I, however, do know that this is the contract that was in force. Because I read the lawsuit, and the contract, which I’ve verified is identical to the one posted online, is included as an exhibit (although the courts managed to get the pages out of order). And yes, Amazon had a duty to provide 30 days notice in advance of termination. Amazon says they are calling this a “suspension”, but that’s weaselwording, because they told Parler that they had secured Parler’s data so that Parler could “move to another provider.” You would only do that in a termination. Parler also has an excellent antitrust case, as the idea that three companies would simultaneously pull the plug on their services for a single common customer is going to be hard to explain to a judge. Right now I think Amazon’s safest escape from this mess is to restore Parlor’s services, and pay them damages. Otherwise, why would anyone do business with Amazon if they can pull the rug out with zero advance notice (Parler learned of Amazon’s termination from the news, since Amazon gave the media a scoop before notifying its customers). However you look at this, Amazon’s actions have huge implications for anyone using them for operational networking. -mel
On Jan 14, 2021, at 7:48 AM, adamv0025@netconsultings.com wrote:
Medcalf Sent: Thursday, January 14, 2021 1:06 PM
On Thursday, 14 January, 2021 04:53, adamv0025@netconsultings.com wrote:
https://aws.amazon.com/agreement/ 7.2 Termination. (a) Termination for Convenience. You may terminate this Agreement for any reason by providing us notice and closing your account for all Services for which we provide an account closing mechanism. We may terminate this Agreement for any reason by providing you at least 30 days’ advance notice.
How do you know that this is the contract that was in effect?
No you're right I don't and neither do you so arguing about whether the Communication Decency Act section 230 was violated is useless without knowing contents of the contract.
With regards to business continuity,
My experience is that the above is a standard clause in all contracts (and 30 days is pretty standard as well),
I have never ever seen that in any contract to which I am a party.

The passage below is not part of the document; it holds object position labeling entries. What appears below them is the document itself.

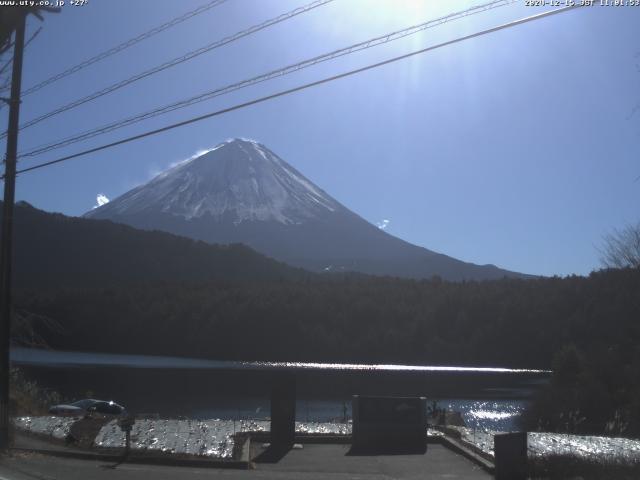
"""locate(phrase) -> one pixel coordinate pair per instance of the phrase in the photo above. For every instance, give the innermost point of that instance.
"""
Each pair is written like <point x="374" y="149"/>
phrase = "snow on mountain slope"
<point x="242" y="192"/>
<point x="240" y="178"/>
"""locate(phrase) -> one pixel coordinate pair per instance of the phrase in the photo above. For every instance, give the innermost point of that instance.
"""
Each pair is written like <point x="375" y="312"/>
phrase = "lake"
<point x="488" y="397"/>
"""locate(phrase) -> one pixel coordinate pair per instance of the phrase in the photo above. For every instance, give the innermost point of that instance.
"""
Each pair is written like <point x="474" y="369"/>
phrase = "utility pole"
<point x="7" y="228"/>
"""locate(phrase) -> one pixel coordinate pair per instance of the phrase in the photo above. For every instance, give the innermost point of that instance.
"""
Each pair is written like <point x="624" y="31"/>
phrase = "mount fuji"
<point x="242" y="192"/>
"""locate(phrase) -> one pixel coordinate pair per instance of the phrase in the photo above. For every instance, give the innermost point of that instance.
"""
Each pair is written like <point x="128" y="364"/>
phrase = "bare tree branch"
<point x="621" y="248"/>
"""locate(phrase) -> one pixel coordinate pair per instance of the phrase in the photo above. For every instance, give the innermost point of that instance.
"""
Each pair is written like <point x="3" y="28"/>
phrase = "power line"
<point x="389" y="37"/>
<point x="178" y="60"/>
<point x="299" y="88"/>
<point x="123" y="46"/>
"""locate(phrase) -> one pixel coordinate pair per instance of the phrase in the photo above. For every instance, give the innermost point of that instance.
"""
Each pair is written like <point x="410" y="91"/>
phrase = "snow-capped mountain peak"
<point x="238" y="180"/>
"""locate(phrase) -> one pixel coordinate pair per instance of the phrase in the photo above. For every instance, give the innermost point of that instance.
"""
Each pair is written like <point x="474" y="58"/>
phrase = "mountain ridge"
<point x="242" y="192"/>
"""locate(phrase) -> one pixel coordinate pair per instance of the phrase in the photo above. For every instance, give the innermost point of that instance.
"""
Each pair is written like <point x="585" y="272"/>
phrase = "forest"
<point x="97" y="286"/>
<point x="585" y="328"/>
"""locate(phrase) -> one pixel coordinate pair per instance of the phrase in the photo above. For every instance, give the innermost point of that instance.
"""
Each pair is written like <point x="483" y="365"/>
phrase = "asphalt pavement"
<point x="312" y="462"/>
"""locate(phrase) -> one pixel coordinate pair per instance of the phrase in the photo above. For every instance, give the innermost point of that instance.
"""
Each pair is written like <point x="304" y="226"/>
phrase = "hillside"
<point x="56" y="250"/>
<point x="240" y="191"/>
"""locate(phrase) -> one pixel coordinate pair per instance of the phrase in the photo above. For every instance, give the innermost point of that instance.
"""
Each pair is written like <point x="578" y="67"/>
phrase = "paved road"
<point x="313" y="462"/>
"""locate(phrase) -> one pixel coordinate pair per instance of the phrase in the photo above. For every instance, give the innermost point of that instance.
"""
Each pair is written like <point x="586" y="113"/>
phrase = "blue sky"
<point x="518" y="148"/>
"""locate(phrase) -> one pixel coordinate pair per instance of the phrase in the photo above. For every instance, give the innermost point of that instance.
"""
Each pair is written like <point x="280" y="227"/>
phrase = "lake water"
<point x="488" y="397"/>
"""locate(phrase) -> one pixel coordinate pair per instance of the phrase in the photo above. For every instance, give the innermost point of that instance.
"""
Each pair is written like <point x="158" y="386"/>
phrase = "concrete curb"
<point x="462" y="449"/>
<point x="141" y="459"/>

Well let's just say our experience on the matter differs.
If say Cisco tells you one day that "in 30days we stop taking your support calls cause we don't feel like working with you anymore", and you'd be like omg the license on the 32x100G core cards will expire in 2 months and I can't renew cause these guys won't talk to me anymore.
So, that is Cisco's problem, not yours. I would take the position that if Cisco no longer wants to take money then that is their choice and it has absolutely zero effect on the validity of the license (in fact, the license is now free).

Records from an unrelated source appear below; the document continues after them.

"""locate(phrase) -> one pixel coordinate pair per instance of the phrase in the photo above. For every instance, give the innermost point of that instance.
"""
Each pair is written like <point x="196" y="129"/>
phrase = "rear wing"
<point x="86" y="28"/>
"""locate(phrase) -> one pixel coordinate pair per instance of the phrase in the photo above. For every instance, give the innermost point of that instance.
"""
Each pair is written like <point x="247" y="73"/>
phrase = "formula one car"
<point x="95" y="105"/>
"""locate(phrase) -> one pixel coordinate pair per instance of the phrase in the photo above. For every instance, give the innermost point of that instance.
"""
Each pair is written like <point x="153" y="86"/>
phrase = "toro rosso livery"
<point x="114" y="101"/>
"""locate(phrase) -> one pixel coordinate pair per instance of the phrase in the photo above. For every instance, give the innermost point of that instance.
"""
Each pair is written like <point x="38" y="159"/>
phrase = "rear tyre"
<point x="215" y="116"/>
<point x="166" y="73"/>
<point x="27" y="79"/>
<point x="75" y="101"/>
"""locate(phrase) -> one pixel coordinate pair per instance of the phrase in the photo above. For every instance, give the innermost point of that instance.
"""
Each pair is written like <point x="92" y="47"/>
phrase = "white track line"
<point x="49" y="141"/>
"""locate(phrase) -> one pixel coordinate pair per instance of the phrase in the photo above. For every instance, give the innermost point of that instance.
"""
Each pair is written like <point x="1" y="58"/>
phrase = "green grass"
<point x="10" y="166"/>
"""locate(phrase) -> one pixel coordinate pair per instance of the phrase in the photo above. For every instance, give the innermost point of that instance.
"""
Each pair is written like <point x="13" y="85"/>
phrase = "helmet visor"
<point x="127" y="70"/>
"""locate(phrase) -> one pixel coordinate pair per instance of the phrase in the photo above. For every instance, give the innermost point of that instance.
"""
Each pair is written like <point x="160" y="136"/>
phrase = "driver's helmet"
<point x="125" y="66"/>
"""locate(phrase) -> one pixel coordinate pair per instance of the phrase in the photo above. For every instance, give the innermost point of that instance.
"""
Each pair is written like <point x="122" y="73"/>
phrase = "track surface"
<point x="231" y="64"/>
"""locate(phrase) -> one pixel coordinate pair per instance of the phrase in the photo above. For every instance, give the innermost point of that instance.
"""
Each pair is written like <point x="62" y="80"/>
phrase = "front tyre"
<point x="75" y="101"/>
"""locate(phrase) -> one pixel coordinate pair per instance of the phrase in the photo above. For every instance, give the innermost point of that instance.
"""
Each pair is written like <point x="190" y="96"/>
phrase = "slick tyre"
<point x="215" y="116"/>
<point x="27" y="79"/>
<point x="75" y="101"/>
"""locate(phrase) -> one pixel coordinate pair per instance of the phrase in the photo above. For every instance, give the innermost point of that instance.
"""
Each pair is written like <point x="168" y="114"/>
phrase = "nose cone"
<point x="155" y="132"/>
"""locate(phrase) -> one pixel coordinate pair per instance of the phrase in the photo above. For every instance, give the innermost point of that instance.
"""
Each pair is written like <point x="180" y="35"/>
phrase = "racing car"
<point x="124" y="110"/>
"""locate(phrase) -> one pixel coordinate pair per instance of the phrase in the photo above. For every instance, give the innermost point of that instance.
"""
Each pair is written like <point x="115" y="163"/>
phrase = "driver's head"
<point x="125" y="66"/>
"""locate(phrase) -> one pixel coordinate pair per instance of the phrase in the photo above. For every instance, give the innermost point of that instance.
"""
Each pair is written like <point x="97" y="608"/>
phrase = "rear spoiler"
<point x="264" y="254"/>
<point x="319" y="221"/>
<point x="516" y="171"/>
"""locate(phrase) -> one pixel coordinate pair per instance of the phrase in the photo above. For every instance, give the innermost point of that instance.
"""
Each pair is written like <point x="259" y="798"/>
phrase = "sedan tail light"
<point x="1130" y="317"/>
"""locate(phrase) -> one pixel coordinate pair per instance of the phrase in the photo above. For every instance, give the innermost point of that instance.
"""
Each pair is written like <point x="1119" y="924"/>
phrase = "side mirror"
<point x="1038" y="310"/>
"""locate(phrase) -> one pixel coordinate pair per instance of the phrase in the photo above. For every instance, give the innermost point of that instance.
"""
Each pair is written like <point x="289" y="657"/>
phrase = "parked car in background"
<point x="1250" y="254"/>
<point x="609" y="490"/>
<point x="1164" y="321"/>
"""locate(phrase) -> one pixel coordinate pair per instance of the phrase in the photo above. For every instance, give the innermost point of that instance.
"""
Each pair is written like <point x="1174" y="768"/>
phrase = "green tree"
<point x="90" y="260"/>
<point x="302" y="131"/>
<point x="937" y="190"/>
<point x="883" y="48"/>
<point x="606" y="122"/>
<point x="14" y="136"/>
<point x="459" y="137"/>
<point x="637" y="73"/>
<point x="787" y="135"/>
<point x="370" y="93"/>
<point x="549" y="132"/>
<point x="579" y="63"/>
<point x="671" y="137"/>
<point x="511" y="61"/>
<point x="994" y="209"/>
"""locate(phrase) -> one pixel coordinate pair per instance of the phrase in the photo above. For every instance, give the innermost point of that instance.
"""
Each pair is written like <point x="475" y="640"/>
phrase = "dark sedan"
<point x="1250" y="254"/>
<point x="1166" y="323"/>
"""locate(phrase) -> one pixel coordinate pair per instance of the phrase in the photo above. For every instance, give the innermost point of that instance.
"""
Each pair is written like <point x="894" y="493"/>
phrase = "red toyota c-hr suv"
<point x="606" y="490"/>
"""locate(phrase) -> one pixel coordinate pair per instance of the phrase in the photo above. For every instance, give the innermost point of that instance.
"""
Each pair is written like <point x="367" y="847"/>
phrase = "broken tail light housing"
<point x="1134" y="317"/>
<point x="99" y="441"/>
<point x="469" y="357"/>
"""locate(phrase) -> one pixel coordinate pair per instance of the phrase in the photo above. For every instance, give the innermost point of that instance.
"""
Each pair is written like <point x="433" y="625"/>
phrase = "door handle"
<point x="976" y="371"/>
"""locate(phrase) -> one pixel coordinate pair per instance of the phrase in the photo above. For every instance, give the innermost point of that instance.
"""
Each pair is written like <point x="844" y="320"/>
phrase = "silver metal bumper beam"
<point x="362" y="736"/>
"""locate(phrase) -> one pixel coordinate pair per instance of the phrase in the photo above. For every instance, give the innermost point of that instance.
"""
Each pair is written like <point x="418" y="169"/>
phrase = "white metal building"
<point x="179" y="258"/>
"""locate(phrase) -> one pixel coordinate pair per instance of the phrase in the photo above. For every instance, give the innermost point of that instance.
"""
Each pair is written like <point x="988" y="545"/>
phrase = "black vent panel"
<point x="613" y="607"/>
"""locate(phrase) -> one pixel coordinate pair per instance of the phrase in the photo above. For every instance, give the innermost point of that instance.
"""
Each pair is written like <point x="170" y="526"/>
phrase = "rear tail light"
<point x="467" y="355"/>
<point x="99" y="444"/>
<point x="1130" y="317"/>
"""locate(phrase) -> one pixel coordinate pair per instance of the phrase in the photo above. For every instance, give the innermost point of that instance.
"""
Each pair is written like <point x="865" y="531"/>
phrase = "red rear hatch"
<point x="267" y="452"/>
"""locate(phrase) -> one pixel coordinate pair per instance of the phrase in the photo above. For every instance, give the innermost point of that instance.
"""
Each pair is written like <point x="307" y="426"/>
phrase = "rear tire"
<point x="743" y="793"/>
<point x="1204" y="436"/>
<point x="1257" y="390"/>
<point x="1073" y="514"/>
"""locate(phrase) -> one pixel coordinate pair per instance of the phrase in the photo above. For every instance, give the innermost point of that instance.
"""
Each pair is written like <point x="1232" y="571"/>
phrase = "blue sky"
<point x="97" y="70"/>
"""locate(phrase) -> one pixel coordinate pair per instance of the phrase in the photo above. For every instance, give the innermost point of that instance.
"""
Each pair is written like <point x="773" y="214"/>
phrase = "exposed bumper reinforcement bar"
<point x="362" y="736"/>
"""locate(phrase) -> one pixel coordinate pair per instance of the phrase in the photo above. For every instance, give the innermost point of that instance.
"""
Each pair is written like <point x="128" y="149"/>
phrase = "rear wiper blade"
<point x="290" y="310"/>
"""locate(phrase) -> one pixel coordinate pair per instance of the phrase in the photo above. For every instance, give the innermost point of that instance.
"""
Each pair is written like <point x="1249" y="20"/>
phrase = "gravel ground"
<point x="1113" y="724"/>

Well taking this position is of no real help if the router (or any product) stops working after a period of time (i.e. when licenses expire). The only valid question then is whether one can migrate off of the product onto something else in time.

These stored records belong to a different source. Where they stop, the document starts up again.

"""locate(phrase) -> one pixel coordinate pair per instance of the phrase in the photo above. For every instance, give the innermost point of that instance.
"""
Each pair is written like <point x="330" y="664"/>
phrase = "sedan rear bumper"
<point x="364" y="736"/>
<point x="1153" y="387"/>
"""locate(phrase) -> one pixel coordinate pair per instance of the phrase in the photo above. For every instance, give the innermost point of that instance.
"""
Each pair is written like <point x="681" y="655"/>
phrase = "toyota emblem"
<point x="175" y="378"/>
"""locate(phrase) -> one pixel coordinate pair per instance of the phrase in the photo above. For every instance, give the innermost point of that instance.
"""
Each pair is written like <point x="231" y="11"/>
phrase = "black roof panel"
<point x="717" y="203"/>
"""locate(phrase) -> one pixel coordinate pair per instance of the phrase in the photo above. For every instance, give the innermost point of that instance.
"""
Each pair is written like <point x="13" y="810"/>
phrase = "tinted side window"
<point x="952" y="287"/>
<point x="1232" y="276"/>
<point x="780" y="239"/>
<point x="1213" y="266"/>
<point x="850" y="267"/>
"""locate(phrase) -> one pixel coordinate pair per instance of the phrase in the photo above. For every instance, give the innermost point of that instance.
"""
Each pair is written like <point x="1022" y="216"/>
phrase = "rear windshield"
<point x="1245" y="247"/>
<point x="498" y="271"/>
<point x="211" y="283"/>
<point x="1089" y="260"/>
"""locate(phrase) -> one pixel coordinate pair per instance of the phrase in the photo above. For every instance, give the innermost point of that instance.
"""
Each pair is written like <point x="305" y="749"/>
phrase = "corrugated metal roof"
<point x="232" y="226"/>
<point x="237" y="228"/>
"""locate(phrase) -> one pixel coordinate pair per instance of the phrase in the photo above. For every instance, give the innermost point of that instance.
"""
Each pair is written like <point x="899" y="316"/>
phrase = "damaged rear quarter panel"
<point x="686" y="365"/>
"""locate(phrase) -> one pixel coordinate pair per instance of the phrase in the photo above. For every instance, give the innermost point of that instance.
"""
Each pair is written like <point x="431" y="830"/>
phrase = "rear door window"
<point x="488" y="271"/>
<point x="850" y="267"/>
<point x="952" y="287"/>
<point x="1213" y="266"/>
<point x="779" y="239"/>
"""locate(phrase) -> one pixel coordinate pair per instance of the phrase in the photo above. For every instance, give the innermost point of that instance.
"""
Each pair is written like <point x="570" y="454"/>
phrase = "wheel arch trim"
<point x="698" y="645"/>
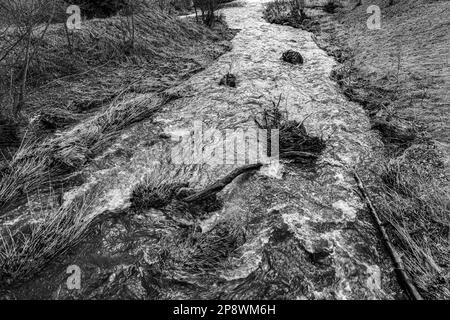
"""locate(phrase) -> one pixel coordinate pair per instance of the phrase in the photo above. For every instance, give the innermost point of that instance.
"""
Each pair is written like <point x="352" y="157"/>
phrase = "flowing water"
<point x="306" y="233"/>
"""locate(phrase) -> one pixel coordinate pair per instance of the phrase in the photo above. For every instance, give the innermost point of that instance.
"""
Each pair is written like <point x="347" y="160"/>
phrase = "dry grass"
<point x="294" y="141"/>
<point x="98" y="68"/>
<point x="286" y="12"/>
<point x="35" y="163"/>
<point x="400" y="74"/>
<point x="418" y="211"/>
<point x="25" y="251"/>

Of course, it depends on what the contract says, if it says anything at all that is relevant.
And that was the question I was trying to raise, to see whether/how folks usually capture this eventuality in their contracts with vendors.
Also an interesting business continuity case is when a vendor goes under (yes highly unlikely in case of AWS/Juniper/Cisco/etc..), but do you have contractual terms governing this case?
What if you're licenses are about to expire say in 2 months and the vendor goes under? Even if the product still works can you actually legally use it? Do you own it then? Etc..
Yes. Hmm, that doesn’t feel right, so if it just so happens that while I'm renting a car the rental company goes under I now own the car? I mean if a license gives me right to use a product for a period of time and when the license expires, wouldn't my right to use the product expire as well? (i.e. regardless of the fact that I didn't get a chance to renew the license, cause well the entity with which I could do so doesn't exist anymore).